The mathematical part of classical education

The mathematical part of classical education March 12, 2010

Those who are bringing back classical education as an alternative to the deadends evident in John Dewey’s progressive education are familiar with the trivium: grammar, logic, and rhetoric, the three liberal arts that lead to a mastery of language. The other four liberal arts, the quadrivium, though, gets short shrift: arithmetic, geometry, music, and astronomy.

Many people think that the liberal arts is just another word for the humanities, forgetting the quadrivium completely. Dorothy L. Sayers, whose essay “On the Lost Tools of Learning” was a major catalyst for the revival of classical education, thought that the quadrivium represented “subjects” that would be learned after the trivium provided the tools for doing so. In this she was just wrong. The quadrivium are “arts”; that is, powers of the human mind. They are essentially mathematical, even in the way music was approached. Thus, classical education embraces the two spheres that educators recognize are necessary for education: language and mathematics.

Anyway, my daughter, who has been studying Boethius, the great systematizer of the quadrivium, explained to me the connections between the arts of the quadrivium, in a way that also helped me see the way mathematics really does provide a unifying model for the order and design that underlies all existence.

arithmetic = numbers
geometry = numbers in space
music = numbers in time
astronomy = numbers in space and time

Do you see why music is numbers in time? And why astronomy is numbers in space and time?

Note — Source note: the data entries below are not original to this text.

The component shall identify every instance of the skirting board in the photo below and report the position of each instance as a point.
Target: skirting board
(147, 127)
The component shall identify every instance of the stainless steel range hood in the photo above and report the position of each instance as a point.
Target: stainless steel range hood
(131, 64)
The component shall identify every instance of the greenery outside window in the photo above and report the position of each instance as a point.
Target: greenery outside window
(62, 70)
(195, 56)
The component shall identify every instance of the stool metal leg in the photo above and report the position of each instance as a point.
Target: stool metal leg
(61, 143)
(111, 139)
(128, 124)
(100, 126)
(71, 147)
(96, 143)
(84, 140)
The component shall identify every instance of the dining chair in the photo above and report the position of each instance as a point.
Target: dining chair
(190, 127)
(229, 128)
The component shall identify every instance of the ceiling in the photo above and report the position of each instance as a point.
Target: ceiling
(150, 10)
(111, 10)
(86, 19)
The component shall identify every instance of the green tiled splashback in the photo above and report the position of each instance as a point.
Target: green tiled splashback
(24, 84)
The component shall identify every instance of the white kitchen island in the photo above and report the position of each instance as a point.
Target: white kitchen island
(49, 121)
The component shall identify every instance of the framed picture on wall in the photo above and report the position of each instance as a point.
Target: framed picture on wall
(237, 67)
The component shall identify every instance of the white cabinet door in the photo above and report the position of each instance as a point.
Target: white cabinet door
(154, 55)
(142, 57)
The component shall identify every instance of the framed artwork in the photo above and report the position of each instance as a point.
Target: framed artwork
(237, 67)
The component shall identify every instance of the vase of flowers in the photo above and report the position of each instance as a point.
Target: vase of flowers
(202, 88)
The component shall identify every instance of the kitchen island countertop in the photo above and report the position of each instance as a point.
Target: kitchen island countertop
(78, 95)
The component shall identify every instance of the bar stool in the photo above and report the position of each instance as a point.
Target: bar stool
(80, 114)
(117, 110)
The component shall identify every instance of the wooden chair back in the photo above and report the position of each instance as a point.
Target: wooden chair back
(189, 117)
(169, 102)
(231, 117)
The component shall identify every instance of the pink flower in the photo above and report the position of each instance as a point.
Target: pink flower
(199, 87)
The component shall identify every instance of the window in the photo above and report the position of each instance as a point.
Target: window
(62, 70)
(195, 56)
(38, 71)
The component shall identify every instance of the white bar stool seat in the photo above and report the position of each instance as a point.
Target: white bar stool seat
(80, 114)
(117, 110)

Now what we need is to bring mathematical education back from the dead–it’s telling that progressive education, for all its claim of being scientific and all, is failing most dramatically precisely in teaching science and mathematics–by coming up with a classical way of teaching it. Does anyone have any ideas? (And by this I don’t mean just teaching it more effectively or traditionally, such as Saxon Math. That and similar methods still lift numbers out of any context, which is not the classical way.)